Anything involving daydreams is best shot in Technicolor.
The Roaring Twenties
Thoughtful and heart-wrenching, with an incredible and nuanced Cagney performance at its core. This is so my kind of thing. I’ll have to write it up, so I’ll just note in advance that this also has what instantly became one of my favorite romances that never actually happens.
Dial M for Murder
More Hitchcock. I’d previously found this a bit sleepy, but it worked much better for me this time around, even though it’s a shame Grace Kelly doesn’t have more to do. Maybe it’s just because I’m a sucker for well-engineered crime plots that instantly go off the rails because of uncontrollable human variables, and this is That: the Movie. I love how that starts off as comedy–Milland’s frantic reaction to his wife casually deciding she might not stay in tonight after all–and then turns into high-stakes drama as things go even more wrong but he also starts rolling with the punches. The third act goes on a little long even for me, though.

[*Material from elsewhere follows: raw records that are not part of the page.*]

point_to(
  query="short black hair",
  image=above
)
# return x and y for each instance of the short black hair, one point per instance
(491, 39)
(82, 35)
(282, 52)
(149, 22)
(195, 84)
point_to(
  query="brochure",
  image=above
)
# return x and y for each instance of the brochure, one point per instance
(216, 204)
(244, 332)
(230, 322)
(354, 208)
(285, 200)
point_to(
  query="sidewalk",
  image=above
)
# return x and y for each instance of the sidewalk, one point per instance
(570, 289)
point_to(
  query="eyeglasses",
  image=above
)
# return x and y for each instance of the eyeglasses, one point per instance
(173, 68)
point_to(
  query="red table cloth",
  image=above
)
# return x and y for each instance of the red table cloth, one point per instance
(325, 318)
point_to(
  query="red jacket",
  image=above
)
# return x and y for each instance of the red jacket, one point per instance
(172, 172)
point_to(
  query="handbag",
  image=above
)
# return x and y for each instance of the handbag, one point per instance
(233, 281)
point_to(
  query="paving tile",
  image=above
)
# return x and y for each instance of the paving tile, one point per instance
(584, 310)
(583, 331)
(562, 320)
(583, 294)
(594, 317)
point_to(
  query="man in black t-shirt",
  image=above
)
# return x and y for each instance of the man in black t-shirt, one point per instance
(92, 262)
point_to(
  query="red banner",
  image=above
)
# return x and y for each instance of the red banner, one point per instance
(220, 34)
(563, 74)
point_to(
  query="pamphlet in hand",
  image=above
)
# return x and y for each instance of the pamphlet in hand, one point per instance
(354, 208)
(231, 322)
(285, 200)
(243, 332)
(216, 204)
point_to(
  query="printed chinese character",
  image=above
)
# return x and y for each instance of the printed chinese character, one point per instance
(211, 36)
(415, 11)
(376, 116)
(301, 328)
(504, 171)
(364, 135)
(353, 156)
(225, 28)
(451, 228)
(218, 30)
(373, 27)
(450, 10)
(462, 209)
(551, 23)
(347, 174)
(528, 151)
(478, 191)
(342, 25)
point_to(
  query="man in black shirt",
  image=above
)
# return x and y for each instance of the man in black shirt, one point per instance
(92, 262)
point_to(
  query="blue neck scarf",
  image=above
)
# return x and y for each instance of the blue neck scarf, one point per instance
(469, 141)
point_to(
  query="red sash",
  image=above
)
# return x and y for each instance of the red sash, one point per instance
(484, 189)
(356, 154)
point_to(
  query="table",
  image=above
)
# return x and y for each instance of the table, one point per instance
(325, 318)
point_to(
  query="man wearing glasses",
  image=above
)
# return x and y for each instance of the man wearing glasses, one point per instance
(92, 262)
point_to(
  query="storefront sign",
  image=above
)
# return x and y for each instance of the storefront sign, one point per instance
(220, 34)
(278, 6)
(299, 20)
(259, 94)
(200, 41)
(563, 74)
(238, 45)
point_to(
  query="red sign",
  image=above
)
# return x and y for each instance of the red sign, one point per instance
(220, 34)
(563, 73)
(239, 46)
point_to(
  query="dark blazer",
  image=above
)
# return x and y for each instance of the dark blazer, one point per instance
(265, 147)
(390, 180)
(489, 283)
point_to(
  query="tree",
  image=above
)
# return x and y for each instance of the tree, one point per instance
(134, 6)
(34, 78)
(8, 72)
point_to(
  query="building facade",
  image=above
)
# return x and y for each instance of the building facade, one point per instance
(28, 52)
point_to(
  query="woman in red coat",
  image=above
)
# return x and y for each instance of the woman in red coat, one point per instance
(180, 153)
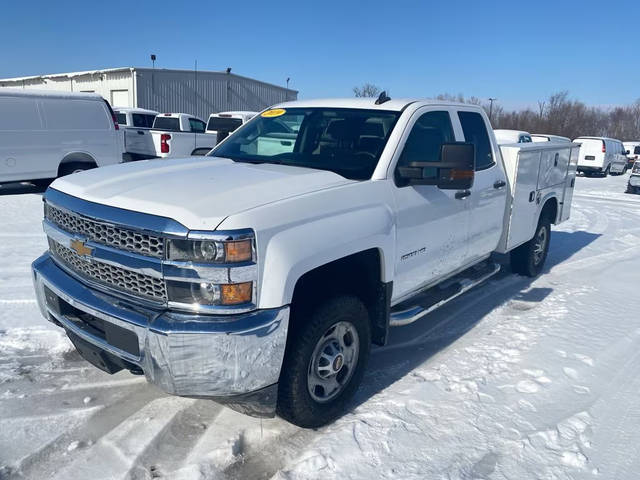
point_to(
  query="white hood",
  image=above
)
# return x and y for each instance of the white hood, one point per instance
(197, 192)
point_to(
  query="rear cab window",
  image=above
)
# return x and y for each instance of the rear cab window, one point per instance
(223, 124)
(142, 120)
(121, 118)
(475, 131)
(424, 143)
(197, 126)
(167, 123)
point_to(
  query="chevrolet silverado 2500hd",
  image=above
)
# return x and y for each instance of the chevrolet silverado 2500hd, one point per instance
(260, 275)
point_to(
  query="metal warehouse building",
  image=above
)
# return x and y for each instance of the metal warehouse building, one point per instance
(199, 93)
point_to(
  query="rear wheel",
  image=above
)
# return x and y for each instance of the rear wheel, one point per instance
(528, 259)
(324, 363)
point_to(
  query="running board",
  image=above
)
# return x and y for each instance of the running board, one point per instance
(410, 310)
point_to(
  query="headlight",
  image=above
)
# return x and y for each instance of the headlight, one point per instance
(210, 251)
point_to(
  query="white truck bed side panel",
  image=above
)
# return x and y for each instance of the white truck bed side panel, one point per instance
(570, 181)
(522, 173)
(535, 172)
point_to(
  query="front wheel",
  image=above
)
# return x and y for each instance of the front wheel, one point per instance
(325, 360)
(528, 259)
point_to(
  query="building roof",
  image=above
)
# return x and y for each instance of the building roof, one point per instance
(88, 73)
(20, 92)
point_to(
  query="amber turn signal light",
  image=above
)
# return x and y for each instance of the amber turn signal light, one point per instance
(240, 251)
(236, 293)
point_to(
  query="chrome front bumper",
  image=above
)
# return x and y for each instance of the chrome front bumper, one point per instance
(223, 356)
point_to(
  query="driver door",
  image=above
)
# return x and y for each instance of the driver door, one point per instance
(431, 224)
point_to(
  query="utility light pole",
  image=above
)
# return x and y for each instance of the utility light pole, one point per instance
(491, 100)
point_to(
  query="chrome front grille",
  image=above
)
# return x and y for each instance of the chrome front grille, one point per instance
(110, 235)
(115, 277)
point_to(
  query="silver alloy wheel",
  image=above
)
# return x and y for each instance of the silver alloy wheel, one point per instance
(333, 361)
(540, 245)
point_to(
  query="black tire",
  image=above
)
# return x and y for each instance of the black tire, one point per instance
(527, 259)
(295, 401)
(74, 167)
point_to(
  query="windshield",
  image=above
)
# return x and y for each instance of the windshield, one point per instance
(348, 142)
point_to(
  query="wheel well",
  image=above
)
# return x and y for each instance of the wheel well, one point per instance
(359, 274)
(550, 210)
(77, 157)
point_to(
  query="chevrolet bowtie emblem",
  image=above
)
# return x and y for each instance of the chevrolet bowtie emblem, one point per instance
(80, 248)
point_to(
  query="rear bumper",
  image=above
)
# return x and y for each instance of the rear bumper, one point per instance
(224, 357)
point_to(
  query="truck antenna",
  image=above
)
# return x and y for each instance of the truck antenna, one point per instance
(382, 98)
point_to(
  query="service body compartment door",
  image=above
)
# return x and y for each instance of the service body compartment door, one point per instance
(553, 167)
(523, 217)
(570, 182)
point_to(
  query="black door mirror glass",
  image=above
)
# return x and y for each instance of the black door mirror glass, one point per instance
(454, 171)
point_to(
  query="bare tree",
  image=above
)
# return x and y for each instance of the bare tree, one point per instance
(367, 90)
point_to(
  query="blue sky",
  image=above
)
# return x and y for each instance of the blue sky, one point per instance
(518, 52)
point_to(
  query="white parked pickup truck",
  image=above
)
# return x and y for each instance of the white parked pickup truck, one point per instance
(180, 135)
(261, 278)
(135, 125)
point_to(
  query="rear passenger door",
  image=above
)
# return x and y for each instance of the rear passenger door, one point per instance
(431, 224)
(489, 192)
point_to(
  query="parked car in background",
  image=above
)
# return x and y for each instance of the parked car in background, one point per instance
(632, 150)
(46, 134)
(223, 123)
(633, 186)
(180, 135)
(504, 137)
(543, 137)
(261, 277)
(136, 124)
(601, 156)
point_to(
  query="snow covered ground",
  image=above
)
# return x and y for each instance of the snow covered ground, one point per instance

Agreed on the last one, the highlight there is the (attempted) murder which is incredible peak-Hitch filmmaking stuff. (That and it requires multiple characters to be idiots about Milland’s very obvious motive for killing his wife.)
The attempted killer falling backwards and driving the scissors further into his body is CINEMA. I’d love to see a 3D rep showing of this.
Great last line in The Roaring Twenties, “He used to be a big shot.”
Twin Peaks, S2 E14: “Double Play” – some sulky James, lots of Cooper backstory, Leo on the rampage and the first appearances from Windom Earle and Thomas Eckhardt. Not a lot of good here, although Big Ed and Norma swooning over each other is sweet and Dr. Hayward has a good hat.
Ah, Windom Earle, had such a…great time with that loud, overbearing character.
HIS MIND IS LIKE A DIAMOND
Doctor Who: The Celestial Toymaker (animated reconstruction) – The First Doctor, Steven and Dodo are captured by the Toymaker and made to play a grueling series of games where children’s toys turn into horror. This is a notoriously problematic serial beginning with the horrible pun in the title due to yellow-face, and an utterance of the N-word. The animation allows for the yellow-face of Michael Gough’s Toymaker, originally presented very lightly with no epicanthic fold prosthetics or accent (unlike the later serial The Talons of Weng-Chiang), to be rendered without other offending mannerisms and more like the white British guy he is. The racist slur is excised from the soundtrack all together. Animated reconstructions vary in animation quality and this one took an episode to get used to, not the best and not the worst. The plot, screenplay and deadly game trope allow the animators to run wild presenting a strange world and absurd challenges for the companions. It’s good when the sinister Toymaker is on screen and Peter Stephens exudes menace as a schoolboy. But the challenges, which should be exciting, are slow, plodding and monotonous. This is the problem using the original soundtrack with its original screenplay and pacing coming through modern animation, more so here than other animated serials because the animators went so crazy creating the world. Another problem is Hartnell missing for long stretches after going on holiday and sidelined for two episodes. To make up for this the Doctor is made invisible and mute and forced to play a puzzle game by the Toymaker. All we see are pieces moving around by an invisible hand. Highly regarded by fans, this may be the holy grail of missing serials after the Abominable Snowmen. I found it just ok.
I could not get into this one. Under it all, it was just boring.